All-optical non-linear chiral ultrafast magnetization dynamics driven by circularly polarized magnetic fields

TL;DR

This paper demonstrates that circularly polarized magnetic fields can induce a purely precessional, non-linear, chiral ultrafast magnetization response, opening new avenues for all-optical, non-thermal magnetic switching at unprecedented timescales.

Contribution

It reveals the fundamental non-linear chiral magnetization dynamics driven by circularly polarized magnetic fields, distinct from electric field effects in ultrafast laser interactions.

Findings

Demonstrates non-linear, chiral magnetization response to circularly polarized magnetic fields.

Shows potential for ultrafast, all-optical magnetic switching at attosecond and THz regimes.

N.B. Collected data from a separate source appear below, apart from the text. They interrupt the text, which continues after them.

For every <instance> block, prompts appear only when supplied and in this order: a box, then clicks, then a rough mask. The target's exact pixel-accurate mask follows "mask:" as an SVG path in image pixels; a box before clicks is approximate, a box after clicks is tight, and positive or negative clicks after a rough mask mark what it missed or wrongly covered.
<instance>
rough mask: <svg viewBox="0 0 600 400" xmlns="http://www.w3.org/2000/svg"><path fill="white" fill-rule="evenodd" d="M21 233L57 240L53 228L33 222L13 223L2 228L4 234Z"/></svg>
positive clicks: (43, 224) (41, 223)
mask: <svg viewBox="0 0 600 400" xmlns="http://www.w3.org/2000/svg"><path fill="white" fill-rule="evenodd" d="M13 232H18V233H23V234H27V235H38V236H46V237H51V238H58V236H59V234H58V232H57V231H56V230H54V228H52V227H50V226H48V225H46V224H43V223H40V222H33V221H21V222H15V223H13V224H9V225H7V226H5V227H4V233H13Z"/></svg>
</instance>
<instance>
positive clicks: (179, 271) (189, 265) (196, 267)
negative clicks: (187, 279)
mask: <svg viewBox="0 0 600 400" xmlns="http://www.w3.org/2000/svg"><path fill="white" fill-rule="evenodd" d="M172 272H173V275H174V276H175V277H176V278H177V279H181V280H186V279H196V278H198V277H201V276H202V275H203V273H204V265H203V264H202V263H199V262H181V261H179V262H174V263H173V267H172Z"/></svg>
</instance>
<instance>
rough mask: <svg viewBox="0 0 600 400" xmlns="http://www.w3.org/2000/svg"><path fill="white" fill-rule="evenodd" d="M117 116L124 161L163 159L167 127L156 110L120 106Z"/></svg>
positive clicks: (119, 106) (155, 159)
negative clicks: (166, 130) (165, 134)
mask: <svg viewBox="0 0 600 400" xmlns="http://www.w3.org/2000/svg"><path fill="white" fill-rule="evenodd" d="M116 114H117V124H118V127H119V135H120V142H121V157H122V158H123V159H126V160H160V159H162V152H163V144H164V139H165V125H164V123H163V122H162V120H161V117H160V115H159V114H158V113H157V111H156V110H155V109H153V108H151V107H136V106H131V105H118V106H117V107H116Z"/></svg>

Unveils a new mechanism for laser-induced ultrafast magnetization control.

Abstract

Ultrafast laser pulses provide unique tools to manipulate magnetization dynamics at femtosecond timescales, where the interaction of the electric field -- such as excitation of spin carriers to non-equilibrium states, generation of localized charge currents, demagnetization, or inverse Faraday effect -- dominates over the magnetic field. Recent proposals using structured laser beams have enlightened the possibility to generate intense femtosecond magnetic fields, spatially isolated from the electric field. Here we demonstrate the relevance of this novel scenario to femtomagnetism, unveiling the purely precessional, non-linear, chiral response of the magnetization when subjected to circularly polarized magnetic fields. This fundamental result not only opens an avenue in the study of laser-induced ultrafast magnetization dynamics, but also sustains technological implications as a route to promote all-optical non-thermal magnetization switching both at shorter timescales -- towards the attosecond regime -- and at THz frequencies.